Je klarer sich diese Determinanten der Interpretation der nationalen Frage in der Abfolge der Schulgeschichtsschreibung herausstellen, um so deutlicher treten die Variablen in ihrer taktischen Funktionalität hervor: die Propagierung eines antifaschistisch-demokratischen Gesamtdeutschlands; die Propagierung der Volkskongreßbewegung zur Herstellung eines solchen politischen Zustandes in ganz Deutschland; die Unterstützung der Konföderationspläne und — wenn auch überrascht und widerwillig — der sowjetischen „Friedensnote“ zur Neutralisierung Gesamt-deutschlands; das immer stärker werdende Bestehen auf der eigenen staatlichen Souveränität der DDR und schließlich auch die Deklaration einer eigenen „sozialistischen" Nation. Es sind nach außen wie nach innen gemeinte taktische, der jeweiligen Situation angepaßte, „geschmeidige“ Wendungen. Die historische Dialektik erlaubt, sie jeweils wieder zurückzunehmen oder zu verändern.

Freilich nicht ohne erhebliche Bemühungen. Die Umschreibung der Lehrpläne und der Lehrbücher zeigt dieses erstaunliche und konzentrierte Bemühen, die jeweils neuen Akzentsetzungen zu begründen und plausibel zu machen. Ohne Anspruch auf Vollständigkeit sollen einige dieser sich verändernden Argumentationen in ihrer historischen Abfolge am Beispiel der Materialien für den Geschichtsunterricht aufgeführt werden.
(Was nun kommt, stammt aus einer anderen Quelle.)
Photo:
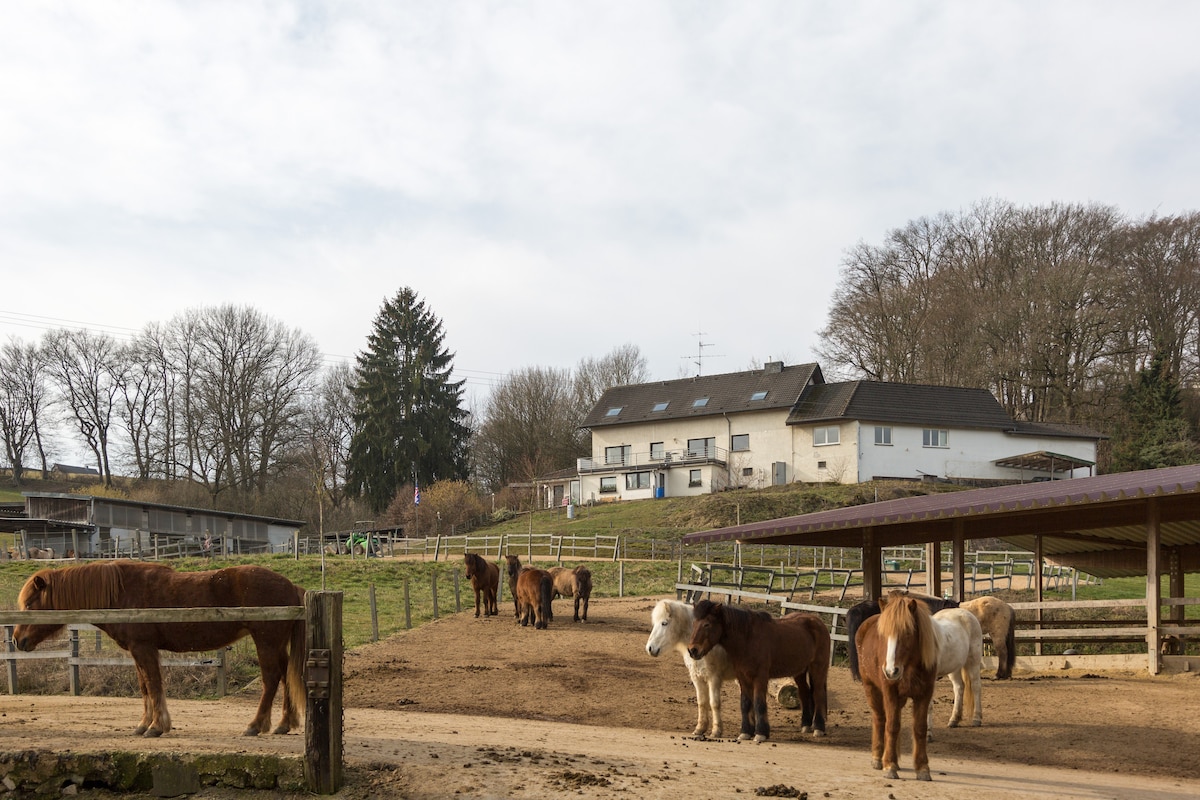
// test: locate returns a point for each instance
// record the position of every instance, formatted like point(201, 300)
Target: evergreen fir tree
point(1156, 432)
point(408, 419)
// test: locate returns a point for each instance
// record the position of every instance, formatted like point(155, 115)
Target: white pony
point(671, 629)
point(959, 655)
III. Die Variablen der Darstellung der „Deutschen Frage“ im Geschichtsunterricht der DDR

1• Die „antifaschistisch-demokratische“, unteilbare deutsche Republik Die Art, wie im Geschichtsunterricht der DDR die Frage der deutschen Einheit darge-stellt werden soll, hat sich im Laufe der vergangenen 30 Jahre in deutlich erkennbaren Phasenschüben gewandelt. Diese Phasen sind durch politische Ereignisse gekennzeichnet, die jeweils eine Akzentverschiebung der Beurteilung der Deutschen Frage nach sich zogen.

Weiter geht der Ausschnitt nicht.